Each spirit sent into the Light made her weaker, set the pain in her gut a little higher until her lungs were burning and her eyes were watering. Every breath was torture. It was the worst pain she'd ever felt, the worst stitch in her side multiplied tenfold. Wendy, struggling to finish the job, sent the last of the children on and sank to the ground. Her Light flickered and dimmed, leaving her wholly human again.
At first Wendy thought she was inadvertently touching one of the corpses; perhaps a driver thrown free of the wreckage only to break their neck at the edge of the accident.

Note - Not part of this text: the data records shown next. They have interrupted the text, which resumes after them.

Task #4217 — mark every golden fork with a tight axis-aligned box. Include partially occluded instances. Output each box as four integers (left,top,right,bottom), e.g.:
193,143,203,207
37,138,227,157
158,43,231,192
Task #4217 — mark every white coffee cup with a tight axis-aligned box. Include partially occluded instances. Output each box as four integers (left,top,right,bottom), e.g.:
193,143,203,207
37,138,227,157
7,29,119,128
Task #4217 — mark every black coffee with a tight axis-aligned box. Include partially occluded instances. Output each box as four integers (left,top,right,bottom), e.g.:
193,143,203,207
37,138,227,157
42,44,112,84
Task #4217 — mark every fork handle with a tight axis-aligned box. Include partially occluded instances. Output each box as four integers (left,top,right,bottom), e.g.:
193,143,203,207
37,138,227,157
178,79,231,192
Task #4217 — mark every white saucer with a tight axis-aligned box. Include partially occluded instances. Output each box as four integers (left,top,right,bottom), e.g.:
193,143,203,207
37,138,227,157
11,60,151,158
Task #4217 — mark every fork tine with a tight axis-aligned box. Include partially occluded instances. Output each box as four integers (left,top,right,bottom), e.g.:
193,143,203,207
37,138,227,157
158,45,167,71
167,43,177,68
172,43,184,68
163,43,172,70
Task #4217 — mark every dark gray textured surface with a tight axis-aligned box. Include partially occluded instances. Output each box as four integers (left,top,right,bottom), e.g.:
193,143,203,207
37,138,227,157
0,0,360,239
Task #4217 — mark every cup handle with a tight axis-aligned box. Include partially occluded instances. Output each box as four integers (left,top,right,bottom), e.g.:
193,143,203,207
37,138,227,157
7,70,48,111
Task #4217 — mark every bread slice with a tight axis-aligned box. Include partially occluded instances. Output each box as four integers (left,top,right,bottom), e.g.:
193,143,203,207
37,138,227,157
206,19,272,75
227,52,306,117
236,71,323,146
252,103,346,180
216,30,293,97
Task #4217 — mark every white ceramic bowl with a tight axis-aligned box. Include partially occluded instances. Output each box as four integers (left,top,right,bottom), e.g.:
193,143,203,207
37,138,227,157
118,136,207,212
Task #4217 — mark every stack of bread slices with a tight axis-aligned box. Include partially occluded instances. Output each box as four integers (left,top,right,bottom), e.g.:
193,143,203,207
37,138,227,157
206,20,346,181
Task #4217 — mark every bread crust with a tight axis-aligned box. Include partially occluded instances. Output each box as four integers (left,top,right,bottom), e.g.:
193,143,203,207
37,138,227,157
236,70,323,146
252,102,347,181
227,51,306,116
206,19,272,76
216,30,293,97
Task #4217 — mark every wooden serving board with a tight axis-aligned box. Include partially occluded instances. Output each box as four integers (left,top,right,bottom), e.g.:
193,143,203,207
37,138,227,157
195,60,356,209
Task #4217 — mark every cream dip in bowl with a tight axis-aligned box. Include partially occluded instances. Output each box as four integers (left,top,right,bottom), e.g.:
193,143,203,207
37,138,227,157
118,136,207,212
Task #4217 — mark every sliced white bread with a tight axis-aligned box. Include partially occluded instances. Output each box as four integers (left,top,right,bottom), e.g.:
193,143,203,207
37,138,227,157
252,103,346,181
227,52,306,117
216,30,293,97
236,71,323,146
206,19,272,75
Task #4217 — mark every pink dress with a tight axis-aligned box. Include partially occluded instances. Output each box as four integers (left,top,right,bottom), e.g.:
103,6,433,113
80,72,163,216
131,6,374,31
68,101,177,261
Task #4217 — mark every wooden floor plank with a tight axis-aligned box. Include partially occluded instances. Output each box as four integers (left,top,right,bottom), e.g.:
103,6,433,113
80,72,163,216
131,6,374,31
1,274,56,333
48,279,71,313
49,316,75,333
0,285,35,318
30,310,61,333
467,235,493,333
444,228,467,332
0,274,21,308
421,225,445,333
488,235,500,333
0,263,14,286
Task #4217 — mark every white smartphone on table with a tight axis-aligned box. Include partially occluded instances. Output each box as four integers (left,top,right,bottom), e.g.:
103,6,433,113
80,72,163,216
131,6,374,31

But then her eyes spied the dark blue jacket of her mother's EMT uniform and the coppery wash of sodden hair. “Mom?” Wendy whispered, horrified. “MOM?”
Her mother did not answer and Wendy began to scream.
Now, seven months later, Wendy was still screaming…only now the scream was on the inside. She'd stopped reaping Shades in the days following her mother's accident. It hadn't been a conscious decision at first, merely a matter of convenience. Her father was a wreck and the twins needed someone to pick up the slack in the mothering department. Wendy had been doing most of the chores for years now so she had that part of the routine down, but she had to hide how adept she was at laundry and cooking from her father. Dad had no idea that Mom had been depending on Wendy for as long as she had.
She needn't have bothered. Now her father took Wendy's efficiency around the house for granted and only noticed when she slacked off. Sure, there was less reaping, since Wendy only took the souls that got in her way while she was on patrol, but covering the city section by section on foot was time consuming and tedious.
At first the lack of reaping had been a convenience thing, but it had stealthily grown into something more. The few times she'd tried to reap a Shade that summer, she'd failed. Her palms would grow sweaty and her vision would double; it felt like a vise had wrapped around her chest and was pushing the air out of her very pores until she backed away from the ghost and fled home. Her mother would have said she'd lost her nerve, if she'd ever had it in the first place.
Piotr's words had shaken her up, though. She couldn't stop turning the numbers over in her head. Before her mother's accident Wendy had sent (on average) three or four souls a week on to the afterlife. It was something she hardly had to think about. Do the dishes, reap a Shade, go grocery shopping. It was rote. Over the course of the five years she'd been helping her mother send souls on, she must have reaped at least a thousand souls—or more!—all by herself.